Queste campagne sono state guidate dalla magistratura (e dalla sua rappresentanza parlamentare, cioè i 5 Stelle), e forse dai servizi segreti. In questo modo è stato distrutto il giornalismo politico ed è stato reso un sottoprodotto del giornalismo giudiziario. Il giornalismo giudiziario – non tutto, certo, ma quasi tutto – è assolutamente eterodiretto. E, per definizione, privo di indipendenza. E dunque non è più giornalismo.

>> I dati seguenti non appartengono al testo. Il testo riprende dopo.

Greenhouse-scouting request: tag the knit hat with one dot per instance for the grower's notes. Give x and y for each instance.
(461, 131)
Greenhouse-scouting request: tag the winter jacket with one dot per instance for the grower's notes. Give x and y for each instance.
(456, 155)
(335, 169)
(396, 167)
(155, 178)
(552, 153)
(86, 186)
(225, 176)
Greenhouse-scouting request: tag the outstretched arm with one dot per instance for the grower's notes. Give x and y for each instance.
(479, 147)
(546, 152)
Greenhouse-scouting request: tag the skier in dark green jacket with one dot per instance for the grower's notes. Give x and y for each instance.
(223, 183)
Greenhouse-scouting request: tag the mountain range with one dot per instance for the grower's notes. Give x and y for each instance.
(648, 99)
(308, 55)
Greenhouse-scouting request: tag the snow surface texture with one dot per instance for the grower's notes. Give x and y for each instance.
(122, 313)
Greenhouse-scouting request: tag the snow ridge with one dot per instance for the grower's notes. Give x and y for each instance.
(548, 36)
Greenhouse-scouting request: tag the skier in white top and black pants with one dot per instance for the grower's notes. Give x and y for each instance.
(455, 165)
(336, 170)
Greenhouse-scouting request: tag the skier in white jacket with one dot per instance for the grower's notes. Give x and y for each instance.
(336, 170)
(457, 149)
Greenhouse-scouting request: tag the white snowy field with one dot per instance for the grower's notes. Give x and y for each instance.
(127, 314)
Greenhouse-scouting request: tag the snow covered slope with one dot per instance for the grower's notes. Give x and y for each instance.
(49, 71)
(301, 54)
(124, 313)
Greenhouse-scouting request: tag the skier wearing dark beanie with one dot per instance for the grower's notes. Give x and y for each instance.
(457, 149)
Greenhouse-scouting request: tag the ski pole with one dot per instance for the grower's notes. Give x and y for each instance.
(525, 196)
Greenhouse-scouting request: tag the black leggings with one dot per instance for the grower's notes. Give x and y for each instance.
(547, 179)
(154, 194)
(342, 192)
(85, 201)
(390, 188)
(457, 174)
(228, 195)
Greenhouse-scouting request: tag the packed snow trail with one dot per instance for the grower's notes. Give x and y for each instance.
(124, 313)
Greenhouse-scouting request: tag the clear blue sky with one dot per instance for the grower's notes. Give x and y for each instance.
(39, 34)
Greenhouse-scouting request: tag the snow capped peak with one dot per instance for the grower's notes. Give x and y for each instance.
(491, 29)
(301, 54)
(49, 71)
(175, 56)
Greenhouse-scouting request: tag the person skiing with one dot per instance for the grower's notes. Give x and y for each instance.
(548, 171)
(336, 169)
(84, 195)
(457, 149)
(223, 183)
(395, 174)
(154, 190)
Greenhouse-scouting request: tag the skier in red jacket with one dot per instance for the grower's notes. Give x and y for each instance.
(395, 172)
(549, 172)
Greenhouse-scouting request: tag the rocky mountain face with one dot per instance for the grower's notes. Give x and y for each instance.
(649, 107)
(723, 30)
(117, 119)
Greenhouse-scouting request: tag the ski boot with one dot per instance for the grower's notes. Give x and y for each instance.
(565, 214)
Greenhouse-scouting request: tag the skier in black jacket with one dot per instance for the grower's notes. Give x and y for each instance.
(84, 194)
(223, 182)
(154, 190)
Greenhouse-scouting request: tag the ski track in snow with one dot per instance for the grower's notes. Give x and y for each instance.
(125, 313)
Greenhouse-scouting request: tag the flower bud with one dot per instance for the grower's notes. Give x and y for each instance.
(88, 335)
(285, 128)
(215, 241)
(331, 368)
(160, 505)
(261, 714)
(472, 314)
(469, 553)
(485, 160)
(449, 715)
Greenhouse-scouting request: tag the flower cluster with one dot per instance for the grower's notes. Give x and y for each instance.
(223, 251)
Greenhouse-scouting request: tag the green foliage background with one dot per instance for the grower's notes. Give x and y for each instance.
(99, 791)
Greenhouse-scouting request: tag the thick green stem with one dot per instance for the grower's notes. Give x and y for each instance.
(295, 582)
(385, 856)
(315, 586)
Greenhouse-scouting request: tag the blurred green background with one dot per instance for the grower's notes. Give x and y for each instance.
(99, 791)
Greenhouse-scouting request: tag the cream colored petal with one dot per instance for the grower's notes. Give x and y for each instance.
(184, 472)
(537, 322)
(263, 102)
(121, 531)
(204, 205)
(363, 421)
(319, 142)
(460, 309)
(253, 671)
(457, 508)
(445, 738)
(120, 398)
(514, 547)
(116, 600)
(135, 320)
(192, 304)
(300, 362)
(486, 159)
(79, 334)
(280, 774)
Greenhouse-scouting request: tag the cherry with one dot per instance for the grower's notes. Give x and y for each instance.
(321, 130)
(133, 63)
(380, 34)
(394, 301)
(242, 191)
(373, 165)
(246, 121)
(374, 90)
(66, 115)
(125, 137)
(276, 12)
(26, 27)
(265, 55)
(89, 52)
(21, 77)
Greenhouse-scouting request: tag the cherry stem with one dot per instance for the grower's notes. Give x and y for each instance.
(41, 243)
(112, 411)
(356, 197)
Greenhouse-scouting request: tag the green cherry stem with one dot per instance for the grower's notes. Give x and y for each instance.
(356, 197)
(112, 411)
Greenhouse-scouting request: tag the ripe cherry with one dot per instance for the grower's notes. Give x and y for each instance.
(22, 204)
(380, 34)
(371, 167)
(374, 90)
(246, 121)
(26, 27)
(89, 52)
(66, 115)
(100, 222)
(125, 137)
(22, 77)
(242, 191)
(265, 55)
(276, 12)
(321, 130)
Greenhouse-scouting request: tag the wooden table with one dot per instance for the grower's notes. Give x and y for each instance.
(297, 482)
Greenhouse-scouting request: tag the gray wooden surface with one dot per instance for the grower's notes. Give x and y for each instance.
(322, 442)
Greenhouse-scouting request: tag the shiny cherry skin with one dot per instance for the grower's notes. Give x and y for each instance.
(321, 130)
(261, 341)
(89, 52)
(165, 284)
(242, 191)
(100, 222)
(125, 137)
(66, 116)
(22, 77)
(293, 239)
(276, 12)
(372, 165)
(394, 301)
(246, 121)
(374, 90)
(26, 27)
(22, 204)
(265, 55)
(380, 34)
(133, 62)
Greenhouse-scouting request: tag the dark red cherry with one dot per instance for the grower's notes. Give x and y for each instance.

La gigantesca opera di reticenza di questi giorni dimostra che le cose stanno esattamente così. Che il giornalismo in Italia non esiste più. Che giornalistopoli esiste, è forte, e non ha nemici. Dunque non sarà stroncata. E magistratopoli regge e non si sgretola proprio perché è sostenuta da giornalistopoli. Se poi vi aspettate che qualche giornale o qualche Tv vi racconti queste cose, siete proprio ingenui. L’informazione, quasi tutta, ormai è agli ordini del Fatto.

Postilla

Anche “vaticanistopoli” esiste e l’abbiamo sotto la nostra lente.